Assim, só podemos entender a permanência das bandas “Mangue” no mercado fonográfico se pensarmos na existência dessa espécie de tripé, apoiado (1) na movimentação cultural de Recife – criação de festivais, uma casa para temporadas de shows e o apoio da imprensa local –, (2) na possibilidade de se enquadrar no rótulo world music e fazer excursões internacionais, e (3) na mudança para São Paulo e conseqüente legitimação no mercado nacional. No caso do grupo Chico Science e Nação Zumbi, a gravação da canção “Maracatu Atômico” sintetiza bem esse tripé, porque porta um dado local forte – o maracatu – que possibilita o trânsito no espaço da world music ao mesmo tempo em que permite a legitimação no mercado nacional.

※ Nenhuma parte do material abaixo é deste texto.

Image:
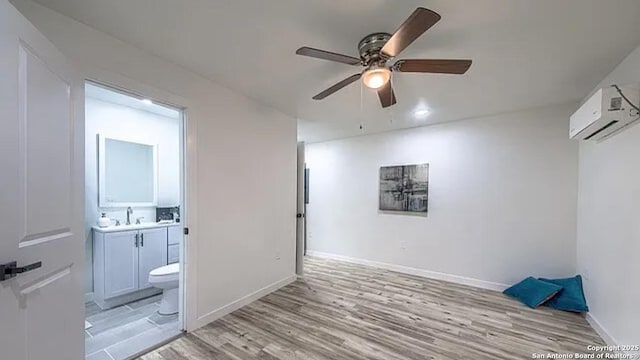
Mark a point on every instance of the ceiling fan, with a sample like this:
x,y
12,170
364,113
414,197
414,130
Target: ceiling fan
x,y
379,48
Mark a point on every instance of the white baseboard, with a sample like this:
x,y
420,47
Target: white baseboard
x,y
414,271
604,334
244,301
88,297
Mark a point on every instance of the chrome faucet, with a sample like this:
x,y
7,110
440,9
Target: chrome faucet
x,y
129,212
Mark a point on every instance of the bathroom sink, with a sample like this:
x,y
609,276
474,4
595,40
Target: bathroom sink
x,y
144,225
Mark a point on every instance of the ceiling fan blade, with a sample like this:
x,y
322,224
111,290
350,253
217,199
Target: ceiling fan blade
x,y
433,66
419,22
327,55
386,95
337,87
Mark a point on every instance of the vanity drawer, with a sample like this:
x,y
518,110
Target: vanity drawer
x,y
173,253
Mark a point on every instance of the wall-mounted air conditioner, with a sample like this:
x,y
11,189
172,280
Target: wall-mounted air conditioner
x,y
606,113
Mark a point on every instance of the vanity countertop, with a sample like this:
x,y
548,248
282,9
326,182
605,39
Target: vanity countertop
x,y
147,225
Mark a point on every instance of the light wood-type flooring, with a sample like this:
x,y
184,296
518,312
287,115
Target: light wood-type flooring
x,y
346,311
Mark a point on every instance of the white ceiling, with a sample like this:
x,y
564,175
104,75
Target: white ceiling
x,y
101,93
526,53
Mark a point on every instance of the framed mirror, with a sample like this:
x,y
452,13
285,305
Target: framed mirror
x,y
127,173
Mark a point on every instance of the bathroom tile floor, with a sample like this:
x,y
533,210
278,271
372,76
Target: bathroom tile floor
x,y
124,331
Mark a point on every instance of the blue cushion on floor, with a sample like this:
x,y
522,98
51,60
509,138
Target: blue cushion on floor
x,y
571,298
533,292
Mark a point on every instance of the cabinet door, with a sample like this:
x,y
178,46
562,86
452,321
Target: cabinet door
x,y
152,253
120,263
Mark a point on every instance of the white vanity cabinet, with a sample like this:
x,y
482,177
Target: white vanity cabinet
x,y
116,255
122,259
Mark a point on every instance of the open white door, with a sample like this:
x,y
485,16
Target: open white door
x,y
41,189
300,223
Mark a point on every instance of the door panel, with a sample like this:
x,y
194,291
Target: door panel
x,y
120,263
45,149
41,190
300,223
153,253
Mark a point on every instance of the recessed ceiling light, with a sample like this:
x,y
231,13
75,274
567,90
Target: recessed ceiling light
x,y
421,113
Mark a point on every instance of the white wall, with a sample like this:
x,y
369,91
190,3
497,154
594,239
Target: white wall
x,y
122,122
241,166
609,223
502,198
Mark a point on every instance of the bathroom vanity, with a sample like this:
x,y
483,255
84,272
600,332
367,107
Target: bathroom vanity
x,y
124,255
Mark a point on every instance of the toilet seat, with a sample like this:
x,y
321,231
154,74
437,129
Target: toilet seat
x,y
165,273
167,278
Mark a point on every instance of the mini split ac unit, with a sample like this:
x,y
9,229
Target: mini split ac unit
x,y
605,113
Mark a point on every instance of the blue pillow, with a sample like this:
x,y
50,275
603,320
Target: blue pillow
x,y
571,298
533,292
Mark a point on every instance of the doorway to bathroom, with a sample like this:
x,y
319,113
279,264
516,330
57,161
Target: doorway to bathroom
x,y
134,216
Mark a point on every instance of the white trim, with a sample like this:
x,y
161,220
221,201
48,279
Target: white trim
x,y
244,301
414,271
88,297
604,334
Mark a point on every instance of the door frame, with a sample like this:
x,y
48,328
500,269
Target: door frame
x,y
188,171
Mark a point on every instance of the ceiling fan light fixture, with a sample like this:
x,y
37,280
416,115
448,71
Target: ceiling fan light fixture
x,y
376,77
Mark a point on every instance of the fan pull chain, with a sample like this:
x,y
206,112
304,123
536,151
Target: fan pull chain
x,y
361,106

Referências bibliográficas

DIAS, Marica R. Tosta. Os donos da voz. SP: Boitempo, 2000.

FRITH, Simon. World Music, politics and social change. Papers from the International Association for the Study of Popular Music. Manchester/NewYork: Manchester University Press, 1989.

ROBINSON, Buck & Cuthbert. Music at the margins. Popular Musica and Global Cultural Diversity (Communication and human values). California: Sage, 1991.